En 2017, les Hongkongais se verraient pour la première fois accorder le droit de voter pour désigner le chef du gouvernement local ; mais pour un choix limité entre trois candidats approuvés par un Comité électoral de 1.200 membres dominé par les milieux d'affaires et facilement contrôlable par Beijing - le même qui a élu le chef de l'exécutif actuellement en poste.

« Centralisme démocratique » et milieux d'affaires

Cette conception particulière de la démocratie constitue une variante locale du « centralisme démocratique » énoncé par Lénine, qui reste au cœur du fonctionnement du Parti communiste chinois (PCC) - et de ce fait de la Chine. Simplement, là où les instances dirigeantes du PCC jouent le rôle central dans le reste du pays, Beijing s'est appuyé sur l'élite des affaires à Hongkong, territoire auquel il a concédé un statut spécial en 1997 pour tirer parti de ses atouts économiques.
L'actuel chef de l'exécutif, Leung Chun-ying, vient de l'immobilier ; son prédécesseur entre 2005 et 2012, Donald Tsang, avait été secrétaire aux Finances ; et le premier occupant du poste (de 1997 à 2005), Tung Chee-hwa, était un armateur : ce sont ces représentants des milieux économiques qui font tourner la place financière et logistique de Hongkong que le PCC veut pour interlocuteurs - et qui seuls justifient à ses yeux le statut spécifique de la ville la plus riche du pays.

Moment sensible

La remise en cause politique que constitue le mouvement hongkongais aurait pu laisser les autorités chinoises relativement sereines, et confiantes dans son épuisement, il y a quelques mois encore.
Mais elle intervient à un moment sensible, marqué par les premiers signes de nervosité vis-à-vis des effets des réformes économiques engagées dans le reste du pays depuis 2012 - et illustrés, par exemple, par les récentes rumeurs de destitution du gouverneur de la Banque centrale du pays, promoteur emblématique de ces réformes.
Les cas commencent en effet à se multiplier, de mouvements locaux de protestation de salariés de secteurs comme la sidérurgie ou l'extraction de charbon, qui dénoncent les arriérés de salaires que leurs entreprises, visées depuis le début de l'année par la restriction du crédit bancaire pour arrêter la dérive de surinvestissement de l'industrie nationale, ne sont plus capables de leur payer.
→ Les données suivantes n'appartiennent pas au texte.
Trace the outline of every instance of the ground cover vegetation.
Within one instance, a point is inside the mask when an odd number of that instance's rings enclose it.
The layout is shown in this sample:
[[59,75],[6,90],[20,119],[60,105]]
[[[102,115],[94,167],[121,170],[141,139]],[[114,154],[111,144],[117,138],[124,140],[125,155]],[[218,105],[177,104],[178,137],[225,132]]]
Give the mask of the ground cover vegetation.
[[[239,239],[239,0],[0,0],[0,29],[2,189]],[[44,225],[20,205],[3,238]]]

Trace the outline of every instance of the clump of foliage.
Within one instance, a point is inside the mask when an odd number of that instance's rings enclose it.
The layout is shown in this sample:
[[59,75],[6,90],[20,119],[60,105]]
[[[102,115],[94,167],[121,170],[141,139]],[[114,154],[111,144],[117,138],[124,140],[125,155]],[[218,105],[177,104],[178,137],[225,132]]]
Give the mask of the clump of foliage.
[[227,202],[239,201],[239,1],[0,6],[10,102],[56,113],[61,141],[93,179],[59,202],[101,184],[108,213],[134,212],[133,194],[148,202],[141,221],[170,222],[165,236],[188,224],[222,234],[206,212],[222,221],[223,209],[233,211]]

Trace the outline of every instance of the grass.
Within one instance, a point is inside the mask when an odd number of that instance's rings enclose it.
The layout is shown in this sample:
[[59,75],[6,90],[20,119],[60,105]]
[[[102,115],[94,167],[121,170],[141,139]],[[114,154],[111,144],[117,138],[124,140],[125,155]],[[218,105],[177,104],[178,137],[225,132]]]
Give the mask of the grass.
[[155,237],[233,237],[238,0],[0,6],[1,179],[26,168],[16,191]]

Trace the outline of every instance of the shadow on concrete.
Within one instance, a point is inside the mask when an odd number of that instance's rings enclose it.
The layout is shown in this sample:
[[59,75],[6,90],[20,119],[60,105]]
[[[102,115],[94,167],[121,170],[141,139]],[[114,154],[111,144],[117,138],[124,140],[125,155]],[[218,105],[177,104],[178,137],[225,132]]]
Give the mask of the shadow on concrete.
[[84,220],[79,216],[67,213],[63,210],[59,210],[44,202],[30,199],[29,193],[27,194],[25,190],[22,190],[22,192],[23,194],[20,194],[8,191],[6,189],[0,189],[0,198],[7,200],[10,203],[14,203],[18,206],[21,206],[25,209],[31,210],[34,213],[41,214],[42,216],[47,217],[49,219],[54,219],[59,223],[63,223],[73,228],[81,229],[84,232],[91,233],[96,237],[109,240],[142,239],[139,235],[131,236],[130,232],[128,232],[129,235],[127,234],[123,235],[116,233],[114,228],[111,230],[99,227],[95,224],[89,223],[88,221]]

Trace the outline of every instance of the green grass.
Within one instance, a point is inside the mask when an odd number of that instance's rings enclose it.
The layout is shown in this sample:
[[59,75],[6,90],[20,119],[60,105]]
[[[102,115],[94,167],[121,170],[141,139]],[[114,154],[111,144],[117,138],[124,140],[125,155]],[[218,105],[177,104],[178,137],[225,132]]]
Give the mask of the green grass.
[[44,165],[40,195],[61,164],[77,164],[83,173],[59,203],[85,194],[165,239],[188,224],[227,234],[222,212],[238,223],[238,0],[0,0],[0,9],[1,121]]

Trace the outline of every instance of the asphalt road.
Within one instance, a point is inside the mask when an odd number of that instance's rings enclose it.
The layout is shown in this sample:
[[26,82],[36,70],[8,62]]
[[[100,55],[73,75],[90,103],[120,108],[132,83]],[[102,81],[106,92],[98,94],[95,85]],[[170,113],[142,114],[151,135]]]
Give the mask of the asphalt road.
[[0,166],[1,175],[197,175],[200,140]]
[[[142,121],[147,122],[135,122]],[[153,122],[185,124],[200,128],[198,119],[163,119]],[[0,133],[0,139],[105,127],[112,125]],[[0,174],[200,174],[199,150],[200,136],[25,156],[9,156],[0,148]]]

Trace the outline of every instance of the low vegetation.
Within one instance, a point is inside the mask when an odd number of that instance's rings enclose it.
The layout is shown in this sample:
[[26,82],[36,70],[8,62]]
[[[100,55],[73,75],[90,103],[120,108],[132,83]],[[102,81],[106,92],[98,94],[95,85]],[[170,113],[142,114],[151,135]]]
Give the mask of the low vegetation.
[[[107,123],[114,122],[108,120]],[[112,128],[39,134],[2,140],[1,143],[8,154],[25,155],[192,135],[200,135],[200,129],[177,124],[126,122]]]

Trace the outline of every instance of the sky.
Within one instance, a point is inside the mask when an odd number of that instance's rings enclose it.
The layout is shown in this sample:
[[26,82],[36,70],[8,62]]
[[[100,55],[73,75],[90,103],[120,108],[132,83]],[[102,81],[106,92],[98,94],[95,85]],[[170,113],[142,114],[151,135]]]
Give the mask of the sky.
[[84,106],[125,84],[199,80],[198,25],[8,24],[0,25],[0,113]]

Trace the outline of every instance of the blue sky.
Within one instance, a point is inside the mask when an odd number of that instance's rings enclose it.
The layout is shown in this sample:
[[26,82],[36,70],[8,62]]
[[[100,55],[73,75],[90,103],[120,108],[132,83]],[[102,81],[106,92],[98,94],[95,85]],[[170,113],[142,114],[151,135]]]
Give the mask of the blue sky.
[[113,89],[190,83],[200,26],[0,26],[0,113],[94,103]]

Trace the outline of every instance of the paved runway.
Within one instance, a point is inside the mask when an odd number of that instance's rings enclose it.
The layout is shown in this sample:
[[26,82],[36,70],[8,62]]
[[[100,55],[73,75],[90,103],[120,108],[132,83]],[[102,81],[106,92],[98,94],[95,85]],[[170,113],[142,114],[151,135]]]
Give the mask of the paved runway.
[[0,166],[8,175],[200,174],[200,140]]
Dans un tel contexte, l'exemple que pourrait constituer Hongkong, d'une mobilisation de la population pour tenir tête au pouvoir, a tout pour inquiéter le gouvernement chinois. Les efforts déployés, pour empêcher la propagation de l'information depuis Hongkong vers le reste de la Chine, l'attestent.
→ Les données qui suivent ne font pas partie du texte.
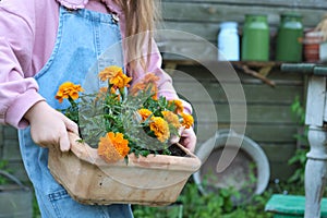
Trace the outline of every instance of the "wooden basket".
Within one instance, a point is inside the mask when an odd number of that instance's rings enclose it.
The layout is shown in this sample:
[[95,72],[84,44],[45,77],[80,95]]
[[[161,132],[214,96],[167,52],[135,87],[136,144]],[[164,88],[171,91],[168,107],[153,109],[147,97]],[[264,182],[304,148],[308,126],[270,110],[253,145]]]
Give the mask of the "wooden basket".
[[97,155],[97,149],[78,140],[70,134],[71,150],[68,153],[50,148],[48,166],[55,179],[82,204],[169,205],[201,167],[201,160],[181,145],[184,157],[148,155],[137,158],[130,154],[128,164],[121,160],[109,165]]

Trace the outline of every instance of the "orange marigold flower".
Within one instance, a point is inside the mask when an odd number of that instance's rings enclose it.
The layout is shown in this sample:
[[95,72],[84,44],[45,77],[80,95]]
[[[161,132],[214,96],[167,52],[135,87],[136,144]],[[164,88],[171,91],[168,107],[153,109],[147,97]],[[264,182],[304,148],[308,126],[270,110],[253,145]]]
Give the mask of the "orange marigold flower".
[[152,131],[154,131],[157,138],[162,143],[167,141],[170,136],[168,122],[164,120],[164,118],[152,117],[149,128]]
[[142,117],[142,121],[145,121],[153,112],[146,108],[142,108],[137,111]]
[[177,113],[183,112],[184,106],[183,106],[183,102],[181,100],[178,100],[178,99],[169,100],[169,104],[174,104]]
[[101,81],[109,81],[109,83],[117,88],[130,87],[129,83],[132,81],[132,77],[126,76],[122,68],[117,65],[105,68],[105,70],[99,73],[99,78]]
[[130,95],[135,96],[140,90],[144,90],[146,85],[144,83],[135,83],[129,90]]
[[186,129],[191,128],[194,123],[194,119],[191,114],[187,113],[181,113],[182,118],[183,118],[183,122],[182,125],[185,126]]
[[160,78],[156,76],[154,73],[146,73],[144,78],[142,80],[145,84],[154,84],[156,85]]
[[172,124],[174,128],[180,128],[181,123],[179,121],[179,117],[171,111],[161,111],[164,119],[167,120],[168,123]]
[[75,85],[72,82],[65,82],[59,86],[59,89],[56,94],[56,99],[59,100],[59,102],[62,102],[64,98],[71,97],[73,100],[76,100],[80,96],[78,93],[83,92],[81,85]]
[[129,141],[124,140],[123,136],[122,133],[109,132],[105,137],[100,137],[98,155],[106,162],[116,162],[129,154]]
Contestation politique et réformes économiques

La question hongkongaise est dès lors sure de s'inviter dans les débats internes au PCC.
Non pas tant sur sa gestion : on peut escompter un consensus au sein du Parti, entre une volonté d'éviter un affrontement qui serait préjudiciable à l'image internationale de la Chine et au fonctionnement de sa principale place boursière ; et une détermination absolue à passer par-dessus ces préventions, si l'autorité politique du PCC apparaissait frontalement défiée.
La question hongkongaise pourrait plutôt alimenter les débats internes sur la suite à donner aux réformes économiques.
Elle souligne en effet, dans une conjoncture incertaine, la fragilité d'un pouvoir dont la légitimité ne repose que sur le développement de l'économie. Et qui, si les réformes engagées sont poussées plus avant, pourrait devoir affronter leurs conséquences - des faillites en chaîne, susceptibles de réunir dans les rues des grandes villes chinoises des foules aux motivations différentes, mais comparables, en termes de défi politique, à celles de Hongkong aujourd'hui.